As we uncover the secret world of detectives, judges, prisoners, and others, we will confront challenging questions. What if our legal rules and practices not only are blind to the real influences on human behaviour but serve to actively perpetuate myths that neuroscientists and psychologists have revealed to be false? What if the structures and frameworks of criminal law that we have adopted to eliminate bias actually make matters worse? And if most people are unfamiliar with the complexities of our hidden minds, might there be power players out there taking advantage of this knowledge to stack the cards in their favour at the expense of the weakest?… Do we care that the path through our system is greased for some and tarred for others, owing to the cognitive biases of police officers, jurors, and judges? Does it matter that certain people are disadvantaged front the outset simply because of their structure of their brain or the shape of their face? … Is justice really blind? [Or is lady justice taking in a lot of information and once she has a picture of you, there’s not much you can do to change it?]… We are masters at jumping to conclusions based on an extremely limited amounts of evidence.

Is it time we rethink the way we establish facts in courtrooms? What role should science have in evidence law?

Interestingly, most rules of evidence are based on judicial decisions. Judges making rulings on a set of facts. They are not rooted in science. They are not thought out by bureaucrats. They are not meticulously updated to keep up with scientific developments. In fact, there is a tension between judges and science.

I remember first entering law school, being surprised that judges did not rely on secondary material, like research papers in coming to conclusions. Rather they were restricted to case law and witnesses. But is that justifiable? How should the scientific method influence judicial decision making? Are the senses really enough to judge a case? How should science and law influence one another?

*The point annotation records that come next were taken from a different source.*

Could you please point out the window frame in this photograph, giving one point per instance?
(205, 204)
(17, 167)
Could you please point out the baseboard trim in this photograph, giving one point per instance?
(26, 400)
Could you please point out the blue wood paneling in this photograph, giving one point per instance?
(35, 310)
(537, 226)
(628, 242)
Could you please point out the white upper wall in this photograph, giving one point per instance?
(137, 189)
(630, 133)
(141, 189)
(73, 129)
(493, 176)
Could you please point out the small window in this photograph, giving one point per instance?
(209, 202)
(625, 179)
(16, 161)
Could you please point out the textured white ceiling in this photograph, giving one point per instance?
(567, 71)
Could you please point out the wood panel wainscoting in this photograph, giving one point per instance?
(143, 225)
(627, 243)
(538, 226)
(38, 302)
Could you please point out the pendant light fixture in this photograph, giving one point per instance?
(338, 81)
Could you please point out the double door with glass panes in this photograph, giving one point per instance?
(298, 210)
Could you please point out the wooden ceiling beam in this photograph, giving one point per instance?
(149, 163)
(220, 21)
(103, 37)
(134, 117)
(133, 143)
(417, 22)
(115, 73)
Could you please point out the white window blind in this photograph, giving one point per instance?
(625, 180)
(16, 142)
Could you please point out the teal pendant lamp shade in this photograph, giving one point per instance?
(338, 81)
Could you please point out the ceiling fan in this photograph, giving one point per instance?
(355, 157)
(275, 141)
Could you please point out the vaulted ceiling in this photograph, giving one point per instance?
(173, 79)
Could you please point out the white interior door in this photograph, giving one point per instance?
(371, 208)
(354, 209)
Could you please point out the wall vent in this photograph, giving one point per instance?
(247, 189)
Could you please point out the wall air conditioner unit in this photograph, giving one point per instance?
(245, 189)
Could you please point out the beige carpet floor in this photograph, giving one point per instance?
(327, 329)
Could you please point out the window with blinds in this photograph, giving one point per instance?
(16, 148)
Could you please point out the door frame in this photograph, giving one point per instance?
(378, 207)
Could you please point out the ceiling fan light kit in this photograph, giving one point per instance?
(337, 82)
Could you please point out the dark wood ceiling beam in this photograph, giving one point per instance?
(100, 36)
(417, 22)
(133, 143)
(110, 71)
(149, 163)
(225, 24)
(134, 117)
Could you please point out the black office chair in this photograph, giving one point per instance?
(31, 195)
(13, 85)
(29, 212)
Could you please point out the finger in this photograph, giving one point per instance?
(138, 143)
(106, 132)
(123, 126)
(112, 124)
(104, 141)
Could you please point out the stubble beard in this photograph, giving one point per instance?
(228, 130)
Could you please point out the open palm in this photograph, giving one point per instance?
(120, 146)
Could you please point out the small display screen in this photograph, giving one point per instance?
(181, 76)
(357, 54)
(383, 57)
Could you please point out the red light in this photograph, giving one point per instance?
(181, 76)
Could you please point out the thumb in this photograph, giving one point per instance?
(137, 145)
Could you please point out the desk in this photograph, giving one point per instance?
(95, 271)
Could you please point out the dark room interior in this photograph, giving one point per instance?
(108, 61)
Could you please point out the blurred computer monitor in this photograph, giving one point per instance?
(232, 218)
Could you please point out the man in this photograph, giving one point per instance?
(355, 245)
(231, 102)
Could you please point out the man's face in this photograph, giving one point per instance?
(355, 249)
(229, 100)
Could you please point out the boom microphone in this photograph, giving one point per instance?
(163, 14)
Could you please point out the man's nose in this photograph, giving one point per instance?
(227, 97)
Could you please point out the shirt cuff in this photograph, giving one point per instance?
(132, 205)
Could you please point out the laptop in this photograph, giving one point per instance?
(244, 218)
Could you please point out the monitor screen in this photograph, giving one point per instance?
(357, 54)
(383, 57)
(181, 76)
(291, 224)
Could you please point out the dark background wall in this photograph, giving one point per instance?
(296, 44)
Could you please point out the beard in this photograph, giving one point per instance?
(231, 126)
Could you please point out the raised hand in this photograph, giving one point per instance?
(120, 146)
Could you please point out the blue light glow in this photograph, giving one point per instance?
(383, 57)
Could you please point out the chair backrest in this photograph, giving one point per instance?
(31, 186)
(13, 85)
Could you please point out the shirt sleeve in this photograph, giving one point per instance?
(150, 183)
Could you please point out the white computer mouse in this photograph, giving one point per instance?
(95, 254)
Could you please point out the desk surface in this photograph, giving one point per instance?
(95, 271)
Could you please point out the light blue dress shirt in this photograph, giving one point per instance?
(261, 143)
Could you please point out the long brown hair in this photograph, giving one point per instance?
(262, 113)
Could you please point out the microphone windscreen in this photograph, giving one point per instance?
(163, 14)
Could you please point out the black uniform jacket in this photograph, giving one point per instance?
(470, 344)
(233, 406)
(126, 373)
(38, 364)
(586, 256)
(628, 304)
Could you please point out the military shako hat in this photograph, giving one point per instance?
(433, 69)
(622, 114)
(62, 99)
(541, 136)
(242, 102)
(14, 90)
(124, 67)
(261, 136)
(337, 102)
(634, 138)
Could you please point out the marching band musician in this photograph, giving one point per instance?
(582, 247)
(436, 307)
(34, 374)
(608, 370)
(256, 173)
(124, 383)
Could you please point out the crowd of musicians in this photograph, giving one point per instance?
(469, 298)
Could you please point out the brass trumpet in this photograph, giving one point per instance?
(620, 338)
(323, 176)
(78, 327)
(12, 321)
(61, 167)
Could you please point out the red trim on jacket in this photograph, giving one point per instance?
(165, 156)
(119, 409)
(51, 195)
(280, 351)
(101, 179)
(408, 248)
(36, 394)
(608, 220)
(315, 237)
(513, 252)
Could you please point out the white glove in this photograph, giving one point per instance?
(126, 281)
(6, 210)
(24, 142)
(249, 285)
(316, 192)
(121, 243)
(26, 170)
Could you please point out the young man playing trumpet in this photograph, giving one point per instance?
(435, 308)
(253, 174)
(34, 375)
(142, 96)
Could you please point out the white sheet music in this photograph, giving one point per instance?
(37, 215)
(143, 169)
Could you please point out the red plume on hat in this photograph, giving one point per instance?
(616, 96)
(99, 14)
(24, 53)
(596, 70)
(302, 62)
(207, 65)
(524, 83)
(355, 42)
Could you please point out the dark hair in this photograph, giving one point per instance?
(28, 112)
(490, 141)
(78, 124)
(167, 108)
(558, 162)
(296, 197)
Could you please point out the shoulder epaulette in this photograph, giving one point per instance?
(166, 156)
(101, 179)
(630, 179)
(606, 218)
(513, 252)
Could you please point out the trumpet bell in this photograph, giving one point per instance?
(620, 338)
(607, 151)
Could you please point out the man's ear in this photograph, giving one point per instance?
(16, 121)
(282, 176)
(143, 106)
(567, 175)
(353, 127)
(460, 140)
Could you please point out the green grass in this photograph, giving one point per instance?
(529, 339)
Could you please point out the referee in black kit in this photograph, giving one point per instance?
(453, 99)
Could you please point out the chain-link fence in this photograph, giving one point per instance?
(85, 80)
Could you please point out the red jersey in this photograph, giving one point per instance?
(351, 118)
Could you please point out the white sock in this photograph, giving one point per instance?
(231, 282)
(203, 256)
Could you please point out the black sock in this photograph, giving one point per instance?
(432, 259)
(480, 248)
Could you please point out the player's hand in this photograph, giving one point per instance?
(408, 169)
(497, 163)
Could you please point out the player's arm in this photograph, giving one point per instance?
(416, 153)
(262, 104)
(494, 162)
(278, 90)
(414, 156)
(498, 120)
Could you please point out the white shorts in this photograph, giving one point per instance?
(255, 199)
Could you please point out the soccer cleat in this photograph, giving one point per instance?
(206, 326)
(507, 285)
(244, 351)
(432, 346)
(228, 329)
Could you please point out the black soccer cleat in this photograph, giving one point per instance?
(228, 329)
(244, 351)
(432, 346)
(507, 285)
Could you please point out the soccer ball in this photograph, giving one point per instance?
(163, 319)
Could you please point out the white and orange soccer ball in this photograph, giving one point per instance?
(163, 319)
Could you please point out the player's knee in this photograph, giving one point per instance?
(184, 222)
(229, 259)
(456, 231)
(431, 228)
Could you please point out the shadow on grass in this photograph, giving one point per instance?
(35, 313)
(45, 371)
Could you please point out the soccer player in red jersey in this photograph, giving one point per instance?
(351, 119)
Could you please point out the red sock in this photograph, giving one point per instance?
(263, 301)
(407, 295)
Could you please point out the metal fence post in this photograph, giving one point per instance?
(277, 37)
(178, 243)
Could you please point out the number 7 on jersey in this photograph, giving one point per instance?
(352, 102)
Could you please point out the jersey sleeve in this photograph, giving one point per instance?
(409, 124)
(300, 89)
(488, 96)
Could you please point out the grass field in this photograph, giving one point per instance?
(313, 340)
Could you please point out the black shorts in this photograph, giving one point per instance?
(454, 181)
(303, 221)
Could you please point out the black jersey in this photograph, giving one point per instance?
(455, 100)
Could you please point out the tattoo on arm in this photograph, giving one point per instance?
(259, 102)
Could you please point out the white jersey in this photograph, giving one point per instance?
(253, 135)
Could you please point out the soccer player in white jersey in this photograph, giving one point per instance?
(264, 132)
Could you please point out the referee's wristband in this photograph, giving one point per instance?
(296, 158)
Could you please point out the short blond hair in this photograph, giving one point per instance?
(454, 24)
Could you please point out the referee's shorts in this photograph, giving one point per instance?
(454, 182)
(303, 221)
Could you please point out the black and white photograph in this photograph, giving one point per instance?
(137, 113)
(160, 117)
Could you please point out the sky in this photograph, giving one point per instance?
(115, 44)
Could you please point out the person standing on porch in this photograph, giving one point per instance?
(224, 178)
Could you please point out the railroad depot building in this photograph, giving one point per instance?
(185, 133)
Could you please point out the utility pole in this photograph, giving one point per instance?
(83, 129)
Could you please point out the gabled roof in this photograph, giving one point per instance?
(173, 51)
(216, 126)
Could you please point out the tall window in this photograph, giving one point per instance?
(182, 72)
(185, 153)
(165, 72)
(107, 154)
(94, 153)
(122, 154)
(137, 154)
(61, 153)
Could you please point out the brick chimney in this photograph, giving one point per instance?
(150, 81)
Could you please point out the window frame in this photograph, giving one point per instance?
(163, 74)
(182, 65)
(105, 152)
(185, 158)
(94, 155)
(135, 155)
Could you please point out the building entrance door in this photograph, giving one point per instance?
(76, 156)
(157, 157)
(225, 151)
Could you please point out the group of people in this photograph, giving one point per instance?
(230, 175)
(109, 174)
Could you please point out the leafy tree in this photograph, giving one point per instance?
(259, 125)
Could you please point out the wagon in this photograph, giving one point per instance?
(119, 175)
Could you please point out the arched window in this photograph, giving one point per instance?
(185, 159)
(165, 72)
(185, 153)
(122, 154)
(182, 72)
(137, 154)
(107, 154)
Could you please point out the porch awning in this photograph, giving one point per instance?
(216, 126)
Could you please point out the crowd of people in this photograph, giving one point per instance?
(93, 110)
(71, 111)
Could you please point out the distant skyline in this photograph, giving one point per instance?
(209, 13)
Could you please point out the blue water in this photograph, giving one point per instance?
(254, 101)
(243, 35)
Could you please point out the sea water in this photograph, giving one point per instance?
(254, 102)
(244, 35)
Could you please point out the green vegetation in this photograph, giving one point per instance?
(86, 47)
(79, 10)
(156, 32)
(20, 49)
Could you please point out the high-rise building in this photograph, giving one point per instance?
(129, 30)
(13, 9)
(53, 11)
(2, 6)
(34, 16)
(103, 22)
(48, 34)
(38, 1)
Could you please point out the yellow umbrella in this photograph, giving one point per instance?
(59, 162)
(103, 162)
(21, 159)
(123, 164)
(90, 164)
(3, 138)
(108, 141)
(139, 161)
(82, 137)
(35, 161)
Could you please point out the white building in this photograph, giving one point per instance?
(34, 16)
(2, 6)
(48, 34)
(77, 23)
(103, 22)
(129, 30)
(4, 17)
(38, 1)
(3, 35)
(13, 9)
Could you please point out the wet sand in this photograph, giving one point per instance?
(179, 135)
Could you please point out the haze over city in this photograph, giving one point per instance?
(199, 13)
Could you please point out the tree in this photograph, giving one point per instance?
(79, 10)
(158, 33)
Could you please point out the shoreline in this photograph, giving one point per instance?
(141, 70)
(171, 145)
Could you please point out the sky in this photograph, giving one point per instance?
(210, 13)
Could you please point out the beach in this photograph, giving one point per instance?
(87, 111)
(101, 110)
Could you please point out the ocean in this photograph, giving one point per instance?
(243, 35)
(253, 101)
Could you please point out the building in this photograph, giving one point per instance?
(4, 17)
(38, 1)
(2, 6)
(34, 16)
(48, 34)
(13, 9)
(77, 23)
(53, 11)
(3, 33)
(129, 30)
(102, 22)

In Saadati v Moorhead, 2017 SCC 28 the Supreme Court of Canada narrowly considered this question. At issue in the appeal was the necessity of medical expert evidence. The trial judge found that a series of motor vehicle accidents caused the plaintiff psychological injuries. However, no expert evidence was put forth to establish the mental injury.

Ultimately, the Supreme Court welcomed expert evidence. But said it wasn’t necessary to prove mental injury. It also wasn’t necessary to confine a mental injury to a psychiatric disorder.

Justice Brown  stated at paragraph 2:

[2]                              This Court has, however, never required claimants to show a recognizable psychiatric illness as a precondition to recovery for mental injury. Nor, in my view, would it be desirable for it to do so now… recovery for mental injury does not require proof of a recognizable psychiatric illness. [Requiring proof of psychiatric illness is] premised upon dubious perceptions of psychiatry and of mental illness in general, which Canadian tort law should repudiate…

At paragraph 31, Justice Brown states that confining compensable mental injury to a medical condition is “suspect as a matter of methodology”. And that the categories identified as psychiatric disorders are constantly changing and evolving.

Although I agree that lawyers and judges shouldn’t abdicate their critical thinking to hired guns and that it shouldn’t be necessary to adduce expert evidence to show an injury, I strongly believe that we need to rethink the rules of evidence. The rules of evidence and how we apply these rules need to be grounded in science.

(Views are my own and do not represent the views of any organization.)